‘A TARGET ON OUR BACKS’
Threat vs. federal agent gets personal in Newburyport
Attacks on ICE are getting personal, with a Newburyport shop owner and her husband the latest victims of blowback from “radical haters” blaming federal employees for the crisis at the southern border.
The rattled shop owner said she found a sign hanging over a bridge next to her business Saturday morning that called her and her husband out for being “a danger to our community.” He works for the Department of Homeland Security, and she’s an immigrant from Ireland.
The sign was put up a day before Immigration and Customs Enforcement raids loomed across the country and followed attacks on ICE facilities, including one in Washington state where police shot and killed a man armed with a rifle who tried to set a migrant center on fire.
ICE said the Newburyport threat and others like it are putting people in danger — not only the “enforcement personnel” but “potentially innocent bystanders” and possibly immigrants.
“I’m afraid some person may be not all with it, and might take it further,” the shop owner told the Herald Tuesday about the threat. “It has put a target on our backs for radical haters.”
The sign, she added, was also wrong. Her husband works for Homeland Security, but is not an ICE agent. The Herald is withholding the couple’s identities because they have been targeted by a potential threat.
“I don’t get why they would target us,” the shop owner said. “Neither one of us are a threat to anybody, and we’ve had no qualms with anybody. Whoever it is should be ashamed of themselves.”
The woman said she’s nervous, adding she has no idea who made the sign.
The night before the sign was spotted, IndivisibleRISE Newburyport held a rally protesting the Trump administration’s mistreatment of migrants in detention camps. IndivisibleRISE “unequivocally condemns” the sign found on the bridge, the group said in a statement.
“We express our concern for, and full support of, our neighbors who were targeted by the sign,” the statement said.
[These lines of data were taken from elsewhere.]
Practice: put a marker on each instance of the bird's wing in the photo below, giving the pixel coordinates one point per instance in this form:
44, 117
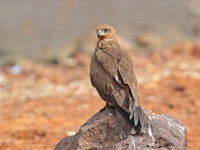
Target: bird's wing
120, 67
126, 74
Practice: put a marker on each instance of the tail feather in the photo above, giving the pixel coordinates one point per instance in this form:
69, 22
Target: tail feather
138, 120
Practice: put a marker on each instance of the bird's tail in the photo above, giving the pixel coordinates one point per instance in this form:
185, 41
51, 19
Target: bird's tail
139, 115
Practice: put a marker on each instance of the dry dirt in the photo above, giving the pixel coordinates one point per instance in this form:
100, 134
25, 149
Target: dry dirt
40, 104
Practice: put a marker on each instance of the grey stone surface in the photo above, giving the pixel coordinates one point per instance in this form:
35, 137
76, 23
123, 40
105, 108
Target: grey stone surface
103, 132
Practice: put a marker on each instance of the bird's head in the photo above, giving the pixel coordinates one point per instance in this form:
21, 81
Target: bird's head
105, 31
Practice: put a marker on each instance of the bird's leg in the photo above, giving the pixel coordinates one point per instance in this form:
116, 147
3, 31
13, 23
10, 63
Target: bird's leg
107, 105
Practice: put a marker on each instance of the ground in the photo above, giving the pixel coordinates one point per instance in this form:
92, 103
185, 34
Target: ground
40, 103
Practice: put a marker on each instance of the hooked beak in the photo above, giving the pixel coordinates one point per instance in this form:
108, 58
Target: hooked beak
100, 33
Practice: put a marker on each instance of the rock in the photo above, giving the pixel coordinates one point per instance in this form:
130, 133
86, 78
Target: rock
102, 131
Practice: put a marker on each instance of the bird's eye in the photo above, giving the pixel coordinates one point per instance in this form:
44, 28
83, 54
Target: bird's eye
105, 30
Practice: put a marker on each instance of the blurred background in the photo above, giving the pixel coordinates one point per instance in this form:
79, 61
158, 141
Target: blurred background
45, 51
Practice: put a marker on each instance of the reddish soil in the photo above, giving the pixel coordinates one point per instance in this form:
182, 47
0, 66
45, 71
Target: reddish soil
45, 103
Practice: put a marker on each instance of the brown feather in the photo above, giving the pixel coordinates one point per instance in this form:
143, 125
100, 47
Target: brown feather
112, 74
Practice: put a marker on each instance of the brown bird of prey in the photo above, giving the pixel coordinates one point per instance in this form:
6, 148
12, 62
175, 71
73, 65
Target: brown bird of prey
112, 74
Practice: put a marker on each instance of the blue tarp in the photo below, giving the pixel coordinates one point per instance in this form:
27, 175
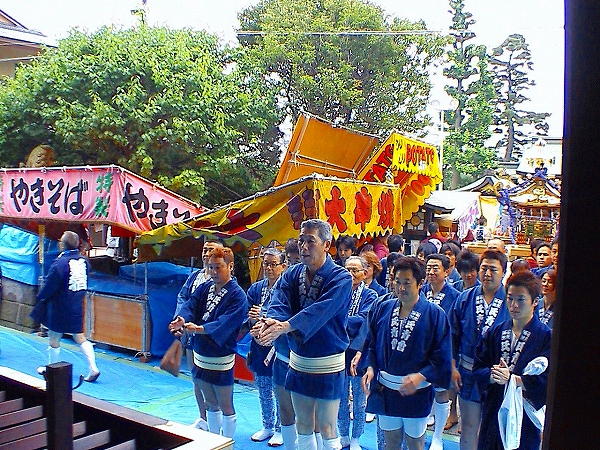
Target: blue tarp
19, 254
164, 282
19, 262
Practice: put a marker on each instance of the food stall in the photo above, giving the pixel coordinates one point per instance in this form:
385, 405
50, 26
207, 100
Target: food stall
126, 310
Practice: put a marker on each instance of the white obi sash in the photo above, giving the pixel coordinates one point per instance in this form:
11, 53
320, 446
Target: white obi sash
321, 365
218, 363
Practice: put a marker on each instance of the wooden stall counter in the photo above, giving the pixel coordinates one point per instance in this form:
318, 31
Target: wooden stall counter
118, 320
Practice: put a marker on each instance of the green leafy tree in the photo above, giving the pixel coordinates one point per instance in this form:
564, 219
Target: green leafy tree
171, 105
511, 63
344, 61
465, 152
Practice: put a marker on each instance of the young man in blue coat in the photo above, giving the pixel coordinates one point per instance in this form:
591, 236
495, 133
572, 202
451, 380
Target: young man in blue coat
62, 294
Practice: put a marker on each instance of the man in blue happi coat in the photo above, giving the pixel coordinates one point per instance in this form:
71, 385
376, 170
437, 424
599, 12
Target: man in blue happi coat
474, 312
409, 354
311, 305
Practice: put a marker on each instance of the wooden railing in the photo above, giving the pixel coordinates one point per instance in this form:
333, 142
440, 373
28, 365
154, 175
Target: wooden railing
34, 416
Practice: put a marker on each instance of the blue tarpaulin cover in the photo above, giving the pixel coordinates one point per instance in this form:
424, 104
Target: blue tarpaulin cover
164, 282
19, 254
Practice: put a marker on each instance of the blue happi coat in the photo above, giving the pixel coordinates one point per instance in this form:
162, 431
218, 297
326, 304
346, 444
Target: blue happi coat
426, 349
63, 292
188, 288
258, 352
466, 333
223, 323
319, 325
489, 352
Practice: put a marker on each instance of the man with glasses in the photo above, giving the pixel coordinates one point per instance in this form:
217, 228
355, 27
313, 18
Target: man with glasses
362, 299
409, 353
473, 313
310, 305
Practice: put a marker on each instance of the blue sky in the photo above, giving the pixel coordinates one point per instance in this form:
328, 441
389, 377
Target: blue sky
540, 21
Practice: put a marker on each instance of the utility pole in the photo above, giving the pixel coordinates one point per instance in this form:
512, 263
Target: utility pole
142, 13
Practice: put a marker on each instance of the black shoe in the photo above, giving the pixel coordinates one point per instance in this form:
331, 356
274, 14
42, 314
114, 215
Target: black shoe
92, 377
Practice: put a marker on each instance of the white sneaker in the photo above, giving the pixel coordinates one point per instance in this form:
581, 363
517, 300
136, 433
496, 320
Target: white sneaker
345, 441
436, 444
276, 440
201, 424
262, 434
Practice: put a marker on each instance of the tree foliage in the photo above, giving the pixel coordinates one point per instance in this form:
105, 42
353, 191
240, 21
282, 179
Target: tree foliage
337, 60
511, 63
465, 152
170, 105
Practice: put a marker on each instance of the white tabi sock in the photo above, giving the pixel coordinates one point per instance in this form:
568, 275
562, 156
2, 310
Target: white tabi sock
319, 441
332, 444
307, 442
53, 354
229, 426
214, 419
442, 411
290, 437
88, 351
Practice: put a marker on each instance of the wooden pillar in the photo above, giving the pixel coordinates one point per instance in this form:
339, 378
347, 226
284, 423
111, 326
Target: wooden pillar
574, 387
59, 406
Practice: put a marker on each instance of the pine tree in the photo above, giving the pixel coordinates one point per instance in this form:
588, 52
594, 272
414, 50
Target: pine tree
511, 64
465, 151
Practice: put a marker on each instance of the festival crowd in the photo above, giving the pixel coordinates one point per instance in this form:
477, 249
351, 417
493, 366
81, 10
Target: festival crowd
441, 338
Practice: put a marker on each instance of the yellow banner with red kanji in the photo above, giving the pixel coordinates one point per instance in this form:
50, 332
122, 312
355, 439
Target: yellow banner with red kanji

“The sign had nothing to do with the rally,” added Robin Lawson, a member of the Indivisible-RISE leadership team. “We are not happy about this at all.”
The shop owner filed a report with police, who are investigating. The police and Newburyport Mayor Donna Holaday have been very supportive, she added.
The mayor said she was “appalled” by the sign, adding that these incidents do not happen in Newburyport.
“This isn’t what our community is about,” Holaday said.
The leader of the Greater Newburyport Chamber of Commerce, Frank Cousins, added that the shop owner is hardworking and the couple are “very nice people.”
“It’s unfortunate what happened to them,” he said. “This is not a reflection on Newburyport.”
U.S. Rep. Seth Moulton, who represents Newburyport, said in a statement: “Intimidating law enforcement agents is wrong and should be investigated. ICE agents enforce the president’s policy, and the president’s policies of family separation, mass roundups and deportations is where people should focus their anger.”